MDMA plus therapy appears to be highly effective for treating PTSD, trial shows
Following the phase 3 trial, two-thirds of participants treated with the psychedelic no longer met the criteria for PTSD.
The results of a phase 3, randomized, double-blind, placebo-controlled study of MDMA-assisted therapy suggest the drug, when combined with therapy, can be an effective treatment for Post Traumatic Stress Disorder as well as drug and alcohol use disorders, researchers say.
Jennifer Mitchell, a neurology professor at the University of California, San Francisco and principal investigator on the study presented the findings on Tuesday at the American Chemical Society’s spring meeting.
“MDMA is effective in allowing people to revisit previous trauma in a way that does not immediately initiate their detachment or their withdrawal. And I think that that's really hard to do otherwise”, Mitchell said in a media briefing.
What you need to know first— An estimated six percent of people in the United States will experience PTSD at some point in their life, and those numbers have likely increased over the past two years. PTSD is a challenging disorder to treat, especially because people who have it are at a higher likelihood of developing other disorders, like substance use disorders.
Following in the footsteps of previous research looking at the use of MDMA combined with psychotherapy, Mitchell and colleagues wanted to evaluate if MDMA could increase the effectiveness of psychotherapy for patients with PTSD.
“MDMA is really interesting because it’s an empathogen,” said Mitchell in a statement. “It causes the release of oxytocin in the brain, which creates feelings of trust and closeness that can really help in a therapeutic setting.”
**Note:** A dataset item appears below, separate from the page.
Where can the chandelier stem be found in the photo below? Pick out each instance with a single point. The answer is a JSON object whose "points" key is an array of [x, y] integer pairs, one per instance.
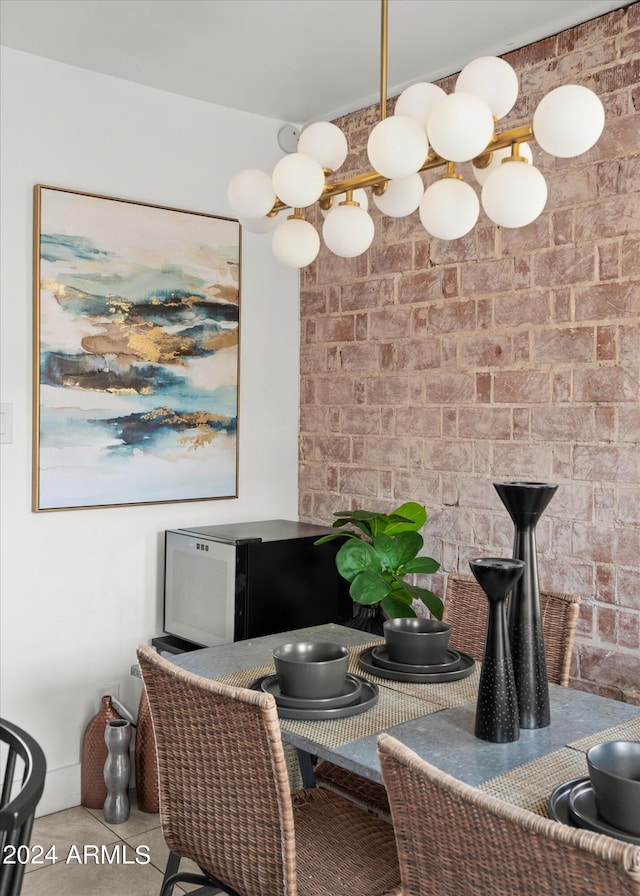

Animal studies have shown that MDMA can help process traumatic memories in the amygdala, an area of the brain that controls stress response and is associated with memory.
What the researchers did— For the phase 2 trial, the researchers wanted to determine the best dose of MDMA, ultimately concluding a full dose, followed by a half dose an hour later, was optimal.
In this first part of phase 3, 90 participants with severe PTSD received the full and a half dose an hour later. In contrast to phase 2, however, the 90 participants in phase three attended an eight-hour therapy session after taking the half dose.
A month later, the process was repeated. In addition, the participants attended weekly therapy.
Participants were spread out across “15 study sites located across North America and two study sites in Israel as well,” Mitchell said in the ACS briefing. “All of the study sites contributed phase three data.”
The placebo group received a placebo and the same amount of therapy.
Two months following the last treatment session, the researchers assessed the participants' PTSD symptomology.
What they found— A whopping two-thirds of people in the MDMA group no longer met the criteria for PTSD two months after their last treatment.
“The subjects that received MDMA plus therapy fared significantly better. They improved significantly more than subjects that received placebo plus therapy,” Mitchell explained in the briefing.
Mitchell believes that MDMA allows people to relive a traumatic experience without dissociating or having other reactions that might hinder psychotherapy.
“You can imagine if people are reliving an experience that was stressful and fear-provoking, in essence traumatizing. It’s not simple in a therapeutic setting. So MDMA allows them to recall the original experience without guilt or shame,” Mitchell said.
What’s next— What’s still unknown is precisely how long the PTSD relief will last.
“Based on the findings from the phase two studies, it appears that MDMA is a particularly long-lasting therapeutic,” Mitchell said. “In those studies, they followed the subject population out for in some cases 18 months and they found that the effects continued to last and in some cases, even improved over time. So that was really interesting. And hopefully, in another year, we'll know for phase three.”
For now, the researchers are trying to replicate their results. “The pivotal trials are completed and published, and now we're in the replication phase,” she said. “The FDA has asked for at least another 100 subjects, and once those data are wrapped up, then the sponsor can take a look at the data and determine whether they have enough there to actually go ahead and submit that new drug application.”
If all goes well, MDMA therapy could be available to the public by the end of 2023, Mitchell said.